Savas looked at the video feed. “You aren’t serious?”

Williams continued. “We’ll jump about thirty-five miles out from the island, sir. At forty thousand feet and this airspeed, we’ll need a good distance to land on target. Give it three to four minutes for the drop. But it keeps the aircraft out of SAM range and minimizes possible flak.”

“In case Hastings is watching,” added York over the speakers.

“Jump?” Cohen asked, her eyes widening.

“Three teams,” said Williams. “You’ll both have chaperones. They’ll steer you with the groups until we touch down.” Savas and Cohen simply stared at her. “We’ve only got an hour to the drop point, and we need to get you both on oh-two as soon as possible.”

“Oxygen? Why?” asked Savas.

“Purge the nitrogen from your blood, sir. You can’t just jump at forty-K. Pressure’s too low. You’ll get the bends.”

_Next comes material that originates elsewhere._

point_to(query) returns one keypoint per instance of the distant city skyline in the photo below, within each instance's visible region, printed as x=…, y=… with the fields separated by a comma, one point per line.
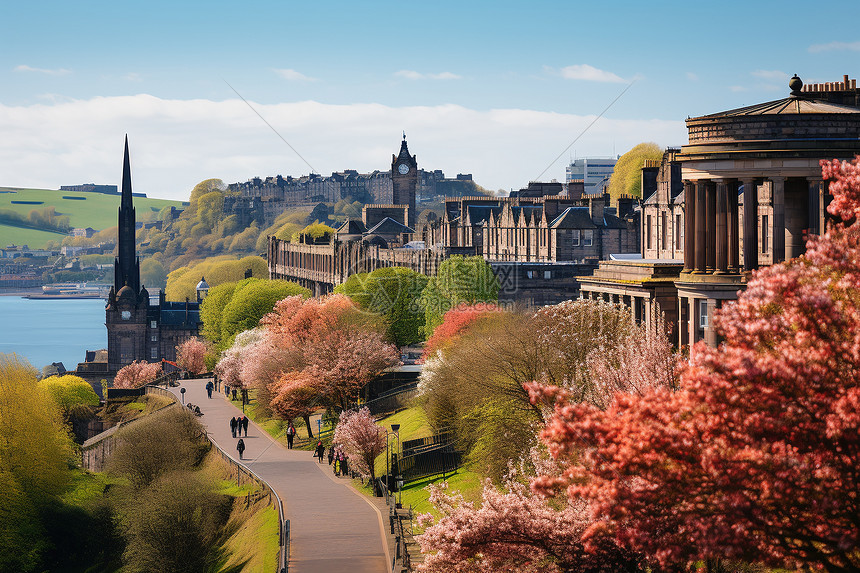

Cohen turned an incredulous look to Savas. “Nitrogen bubbles in the blood,” she said, swallowing.

“Hurts like hell, sir, and could kill you.”

Savas stared at the soldier. “And assuming we survive this madness, where are you intending to put us down?”

“Central Park,” said Williams. “Lots of open space there.”

“Surrounded by skyscrapers,” he said.

“We’ve done worse, sir,” said Williams.

Savas stared toward the ceiling. “You’ve got to be kidding me.”

York smiled on the screen. “Good hunting, all of you. Bring us back a trophy.”